Tali tecniche, innovative nel loro settore, intervengono direttamente sul DNA dell’essere vivente.
Le due direttive europee 219\220 del 1990 trattano in materia di OGM.
Le tecniche bio-tecnologiche hanno subito un notevole affinamento; ad oggi trattiamo di tecniche precise e sofisticate al
riguardo (le coltivazioni transgeniche sono state assoggettate alla disciplina degli OGM dalla Corte di Giustizia).
La normativa sugli OGM è per certi versi “punitiva”; diversi sono gli aspetti criticabili a riguardo. Inizialmente erano
visti con favore; le prime normative regionali in Italia cercano di incentivare la ricerca in questo campo; si pensi
che i mass media magnificavano le produzioni di prodotti agricoli “migliorati”.
Si nota in questo senso un cambio sostanziale di corrente dall’opinione pubblica:
si ostracizza l’OGM in ambito agro-alimentare.
Le tecniche OGM inseriscono inoltre con la sfera etica per quanto attiene l’applicazione di queste all’uomo, meno
evidenti per le applicazioni a piante ed animali.
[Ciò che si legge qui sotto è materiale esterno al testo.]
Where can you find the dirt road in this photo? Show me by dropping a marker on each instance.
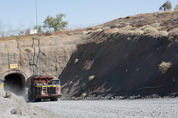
(148, 108)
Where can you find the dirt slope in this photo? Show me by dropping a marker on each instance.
(14, 107)
(120, 66)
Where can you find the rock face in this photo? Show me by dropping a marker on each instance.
(121, 67)
(51, 59)
(101, 64)
(14, 107)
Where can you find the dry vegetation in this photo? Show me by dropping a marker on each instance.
(173, 35)
(135, 25)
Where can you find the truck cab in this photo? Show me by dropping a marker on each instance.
(44, 87)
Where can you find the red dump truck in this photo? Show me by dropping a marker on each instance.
(43, 87)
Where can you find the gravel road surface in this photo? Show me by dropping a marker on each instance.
(145, 108)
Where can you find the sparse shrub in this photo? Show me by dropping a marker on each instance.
(76, 29)
(115, 30)
(47, 33)
(17, 37)
(150, 30)
(173, 35)
(145, 27)
(91, 77)
(70, 34)
(98, 30)
(106, 28)
(83, 95)
(164, 66)
(98, 27)
(135, 32)
(13, 41)
(114, 25)
(162, 34)
(89, 32)
(89, 28)
(127, 27)
(84, 32)
(123, 23)
(166, 6)
(76, 61)
(156, 25)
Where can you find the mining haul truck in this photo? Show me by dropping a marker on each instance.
(43, 87)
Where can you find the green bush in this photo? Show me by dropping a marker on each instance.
(173, 35)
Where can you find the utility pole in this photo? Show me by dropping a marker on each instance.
(36, 15)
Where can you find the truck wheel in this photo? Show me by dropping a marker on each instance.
(54, 99)
(34, 95)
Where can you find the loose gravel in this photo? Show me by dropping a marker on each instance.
(144, 108)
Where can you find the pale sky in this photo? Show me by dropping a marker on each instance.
(21, 14)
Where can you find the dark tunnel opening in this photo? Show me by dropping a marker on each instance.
(15, 83)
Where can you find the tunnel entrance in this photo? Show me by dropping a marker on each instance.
(15, 82)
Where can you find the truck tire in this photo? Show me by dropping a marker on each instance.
(54, 99)
(34, 95)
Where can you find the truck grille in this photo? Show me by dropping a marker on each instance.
(51, 90)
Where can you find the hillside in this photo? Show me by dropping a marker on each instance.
(115, 63)
(131, 56)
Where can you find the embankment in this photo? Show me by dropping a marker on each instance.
(116, 64)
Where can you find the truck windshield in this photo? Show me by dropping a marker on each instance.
(54, 82)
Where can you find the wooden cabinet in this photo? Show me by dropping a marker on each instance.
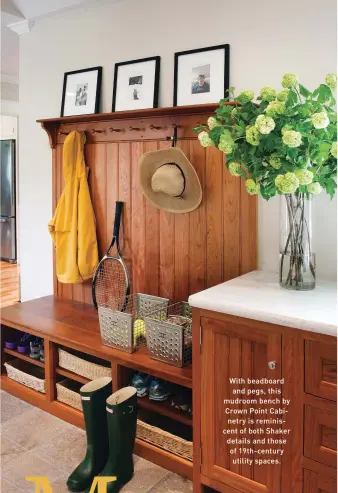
(320, 439)
(230, 355)
(321, 370)
(316, 483)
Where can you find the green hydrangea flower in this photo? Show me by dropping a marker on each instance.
(304, 176)
(291, 138)
(264, 124)
(320, 120)
(252, 135)
(252, 187)
(287, 183)
(275, 108)
(314, 188)
(245, 96)
(289, 80)
(331, 80)
(268, 93)
(274, 161)
(204, 139)
(226, 144)
(212, 122)
(235, 169)
(283, 95)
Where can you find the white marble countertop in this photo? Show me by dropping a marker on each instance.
(258, 296)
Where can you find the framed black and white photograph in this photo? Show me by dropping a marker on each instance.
(136, 84)
(201, 76)
(81, 92)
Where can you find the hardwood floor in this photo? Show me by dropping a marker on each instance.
(9, 284)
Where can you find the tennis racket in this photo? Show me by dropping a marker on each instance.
(111, 285)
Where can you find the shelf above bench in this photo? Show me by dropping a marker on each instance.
(76, 325)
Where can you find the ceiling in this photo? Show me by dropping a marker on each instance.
(18, 10)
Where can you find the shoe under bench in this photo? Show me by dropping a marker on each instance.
(75, 325)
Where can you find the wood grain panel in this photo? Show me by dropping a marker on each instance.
(137, 222)
(197, 224)
(316, 483)
(181, 242)
(214, 219)
(224, 347)
(167, 251)
(320, 443)
(125, 196)
(171, 255)
(248, 231)
(152, 239)
(231, 225)
(321, 370)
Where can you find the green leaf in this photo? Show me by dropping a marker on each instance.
(304, 92)
(216, 132)
(224, 111)
(324, 94)
(198, 129)
(292, 98)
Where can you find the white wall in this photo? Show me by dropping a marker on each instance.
(267, 39)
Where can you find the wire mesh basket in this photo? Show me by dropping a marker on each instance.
(169, 334)
(125, 329)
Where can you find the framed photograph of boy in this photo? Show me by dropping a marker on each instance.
(201, 76)
(81, 92)
(136, 84)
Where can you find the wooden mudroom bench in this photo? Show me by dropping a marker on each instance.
(74, 325)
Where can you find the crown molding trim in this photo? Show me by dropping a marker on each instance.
(21, 27)
(10, 79)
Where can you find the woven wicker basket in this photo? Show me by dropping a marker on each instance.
(26, 374)
(164, 440)
(67, 392)
(89, 369)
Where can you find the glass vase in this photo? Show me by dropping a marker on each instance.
(297, 260)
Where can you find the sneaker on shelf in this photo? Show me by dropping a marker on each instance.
(23, 344)
(141, 383)
(13, 340)
(182, 400)
(159, 390)
(35, 347)
(42, 352)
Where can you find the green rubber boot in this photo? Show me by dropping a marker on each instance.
(122, 418)
(93, 397)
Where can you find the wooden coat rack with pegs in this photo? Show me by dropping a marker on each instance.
(170, 255)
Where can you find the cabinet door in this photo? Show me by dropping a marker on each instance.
(232, 351)
(316, 483)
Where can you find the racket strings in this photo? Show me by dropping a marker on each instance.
(111, 285)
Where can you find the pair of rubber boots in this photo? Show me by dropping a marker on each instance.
(110, 421)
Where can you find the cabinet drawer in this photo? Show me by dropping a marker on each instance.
(316, 483)
(321, 369)
(320, 442)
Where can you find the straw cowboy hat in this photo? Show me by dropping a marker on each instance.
(169, 181)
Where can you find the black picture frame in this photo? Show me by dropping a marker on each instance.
(225, 47)
(157, 60)
(98, 87)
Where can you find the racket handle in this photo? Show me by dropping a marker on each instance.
(117, 222)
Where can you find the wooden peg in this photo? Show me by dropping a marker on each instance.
(137, 129)
(112, 129)
(154, 127)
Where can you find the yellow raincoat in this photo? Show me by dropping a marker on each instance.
(73, 227)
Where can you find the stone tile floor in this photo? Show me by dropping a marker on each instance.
(35, 443)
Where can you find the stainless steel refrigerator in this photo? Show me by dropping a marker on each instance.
(8, 201)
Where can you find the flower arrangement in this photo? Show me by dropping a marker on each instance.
(287, 143)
La normativa europea fin dall’inizio ha sostanzialmente sottoposto la commercializzazione e la produzione di
tali prodotti ad un REGIME DI AUTORIZZAZIONE, volto a dimostrare la sicurezza e la non pericolosità dei
prodotti, alla luce del PRINCIPIO DI PRECAUZIONE (poi codificato dal regolamento del 2002).
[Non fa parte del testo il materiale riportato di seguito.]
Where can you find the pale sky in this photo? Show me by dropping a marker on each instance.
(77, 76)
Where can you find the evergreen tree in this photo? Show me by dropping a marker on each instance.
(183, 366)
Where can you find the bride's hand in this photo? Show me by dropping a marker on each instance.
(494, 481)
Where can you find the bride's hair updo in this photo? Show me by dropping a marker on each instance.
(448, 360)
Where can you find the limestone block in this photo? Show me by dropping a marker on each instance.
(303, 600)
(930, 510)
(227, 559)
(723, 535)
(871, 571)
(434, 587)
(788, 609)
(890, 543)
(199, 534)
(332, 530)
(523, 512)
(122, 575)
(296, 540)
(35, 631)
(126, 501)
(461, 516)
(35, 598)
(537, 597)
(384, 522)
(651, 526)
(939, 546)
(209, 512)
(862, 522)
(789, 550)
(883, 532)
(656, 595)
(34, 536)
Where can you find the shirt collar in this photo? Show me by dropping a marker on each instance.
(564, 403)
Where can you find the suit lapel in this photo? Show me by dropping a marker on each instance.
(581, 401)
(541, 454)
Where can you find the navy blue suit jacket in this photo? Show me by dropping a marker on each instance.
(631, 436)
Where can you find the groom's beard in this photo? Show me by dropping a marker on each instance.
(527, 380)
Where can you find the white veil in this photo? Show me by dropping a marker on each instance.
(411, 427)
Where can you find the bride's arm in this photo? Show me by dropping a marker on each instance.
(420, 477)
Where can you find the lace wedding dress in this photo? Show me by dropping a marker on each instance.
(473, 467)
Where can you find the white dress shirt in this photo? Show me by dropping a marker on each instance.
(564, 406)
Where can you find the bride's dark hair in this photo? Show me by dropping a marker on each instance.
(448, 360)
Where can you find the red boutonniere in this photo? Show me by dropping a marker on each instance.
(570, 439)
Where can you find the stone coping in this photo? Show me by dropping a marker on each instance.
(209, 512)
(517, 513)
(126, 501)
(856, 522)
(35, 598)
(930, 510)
Se si vuole commercializzare l’OGM è dunque necessario presentare la domanda e attendere l’autorizzazione.
La presenza dell’OGM deve essere soggetto ad etichettatura.
La disciplina degli OGM infatti prevede che se la modificazione genetica è qualificabile al di sotto della soglia dello
0.9% non è da inserirvi in etichetta; più complessa è la situazione in relazione al biologico, essendo che i fautori della
coltivazione verde non volevano proprio la presenza di variazioni genetiche nei loro prodotti.
Si assiste inoltre al c.d. “periodo della moratoria”: non si esaminano più domande, affinché non si promuovessero
nuove autorizzazioni europee.
Sanzioni penali per chi produceva OGM anche se autorizzati; tutto al fine di scoraggiare\ impedire la coltivazioni di
questi, grazie alle “clausole di salvaguardia”.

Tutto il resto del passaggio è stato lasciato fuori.